I provisioned a cluster with enough collective disk space to hold ~ 200 GBs of spilled objects spread over 20 machines.

My dataset is ~ 150 GB.

After about 2/3rds of the dataset is loaded, I get the following error:

  File "cluster_scripts/video_tar2ray.py", line 49, in <module>
    total_items = items.count()
  File "/home/ray/anaconda3/lib/python3.8/site-packages/ray/data/dataset.py", line 1881, in count
    [get_num_rows.remote(block) for block in self.get_internal_block_refs()]
  File "/home/ray/anaconda3/lib/python3.8/site-packages/ray/data/dataset.py", line 3388, in get_internal_block_refs
    return self._plan.execute().get_blocks()
  File "/home/ray/anaconda3/lib/python3.8/site-packages/ray/data/_internal/lazy_block_list.py", line 278, in get_blocks
    blocks, _ = self._get_blocks_with_metadata()
  File "/home/ray/anaconda3/lib/python3.8/site-packages/ray/data/_internal/lazy_block_list.py", line 324, in _get_blocks_with_metadata
    metadata = read_progress_bar.fetch_until_complete(list(unique_meta_refs))
  File "/home/ray/anaconda3/lib/python3.8/site-packages/ray/data/_internal/progress_bar.py", line 75, in fetch_until_complete
    for ref, result in zip(done, ray.get(done)):
  File "/home/ray/anaconda3/lib/python3.8/site-packages/ray/_private/client_mode_hook.py", line 105, in wrapper
    return func(*args, **kwargs)
  File "/home/ray/anaconda3/lib/python3.8/site-packages/ray/_private/worker.py", line 2280, in get
    raise value.as_instanceof_cause()
ray.exceptions.RayTaskError: ray::_execute_read_task() (pid=234, ip=
ray.exceptions.OutOfDiskError: Local disk is full

While this might be true, the error is kind of surprising because there are other nodes on the cluster that have extra disk space. Can Ray not re-arrange the objects to utilize the remaining disk space?

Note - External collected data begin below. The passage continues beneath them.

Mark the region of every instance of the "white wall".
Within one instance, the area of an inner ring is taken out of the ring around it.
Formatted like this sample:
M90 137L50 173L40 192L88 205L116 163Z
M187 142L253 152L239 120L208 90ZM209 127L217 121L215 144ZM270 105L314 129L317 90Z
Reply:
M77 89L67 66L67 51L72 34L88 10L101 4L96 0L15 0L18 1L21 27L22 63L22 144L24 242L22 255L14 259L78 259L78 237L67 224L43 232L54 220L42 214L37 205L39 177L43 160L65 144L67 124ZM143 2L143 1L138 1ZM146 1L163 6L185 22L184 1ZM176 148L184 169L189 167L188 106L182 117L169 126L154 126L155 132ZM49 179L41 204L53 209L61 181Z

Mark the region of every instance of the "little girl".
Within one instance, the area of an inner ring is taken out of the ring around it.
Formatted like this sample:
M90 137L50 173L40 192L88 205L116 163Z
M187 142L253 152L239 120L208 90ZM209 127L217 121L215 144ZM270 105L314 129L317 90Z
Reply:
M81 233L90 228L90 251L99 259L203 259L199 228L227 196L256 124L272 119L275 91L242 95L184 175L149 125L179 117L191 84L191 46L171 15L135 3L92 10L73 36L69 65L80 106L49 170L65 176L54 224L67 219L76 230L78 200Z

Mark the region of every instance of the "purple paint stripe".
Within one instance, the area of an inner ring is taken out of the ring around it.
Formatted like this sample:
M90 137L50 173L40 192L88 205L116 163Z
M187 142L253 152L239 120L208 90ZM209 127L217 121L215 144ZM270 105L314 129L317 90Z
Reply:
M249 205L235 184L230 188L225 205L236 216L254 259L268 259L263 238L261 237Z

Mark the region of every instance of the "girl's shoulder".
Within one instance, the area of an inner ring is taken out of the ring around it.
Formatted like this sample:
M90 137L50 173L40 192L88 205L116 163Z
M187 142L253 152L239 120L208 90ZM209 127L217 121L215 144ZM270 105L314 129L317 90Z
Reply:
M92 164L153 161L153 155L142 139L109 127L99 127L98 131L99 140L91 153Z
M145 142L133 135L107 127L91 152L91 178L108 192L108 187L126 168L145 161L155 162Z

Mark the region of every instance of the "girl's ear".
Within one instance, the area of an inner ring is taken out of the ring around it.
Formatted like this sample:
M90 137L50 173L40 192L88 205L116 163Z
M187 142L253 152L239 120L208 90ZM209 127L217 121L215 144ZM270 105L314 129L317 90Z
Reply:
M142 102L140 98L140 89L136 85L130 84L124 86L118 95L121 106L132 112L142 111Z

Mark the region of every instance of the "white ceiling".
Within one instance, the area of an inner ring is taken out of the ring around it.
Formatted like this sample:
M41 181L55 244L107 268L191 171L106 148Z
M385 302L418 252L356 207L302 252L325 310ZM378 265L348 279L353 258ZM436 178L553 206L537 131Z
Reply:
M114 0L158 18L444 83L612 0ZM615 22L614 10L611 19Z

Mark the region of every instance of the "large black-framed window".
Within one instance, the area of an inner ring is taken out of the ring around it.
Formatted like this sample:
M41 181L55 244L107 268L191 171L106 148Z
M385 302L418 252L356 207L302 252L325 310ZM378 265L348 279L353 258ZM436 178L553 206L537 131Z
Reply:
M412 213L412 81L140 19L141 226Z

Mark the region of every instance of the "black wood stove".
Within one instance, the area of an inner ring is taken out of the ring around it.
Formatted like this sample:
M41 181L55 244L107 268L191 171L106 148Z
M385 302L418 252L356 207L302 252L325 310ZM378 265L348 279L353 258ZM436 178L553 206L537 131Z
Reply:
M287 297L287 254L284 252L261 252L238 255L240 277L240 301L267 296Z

Semi-followup-to: Can Ray handle no space being left on a device?

From @Stephanie_Wang:

I don’t think we do any disk-specific load-balancing, so the amount of disk used on a node will depend on how many tasks get scheduled to that node according to CPU, etc. we could possibly extend the default scheduling policy to be disk-aware, but not sure it will help this case.

We need to first get an idea of what the tasks look like (how many, how much data does each return) and how they were scheduled in this case, so that we can figure out what the scheduling policy should look like vs. what it’s currently doing.

Could you share more about the workload?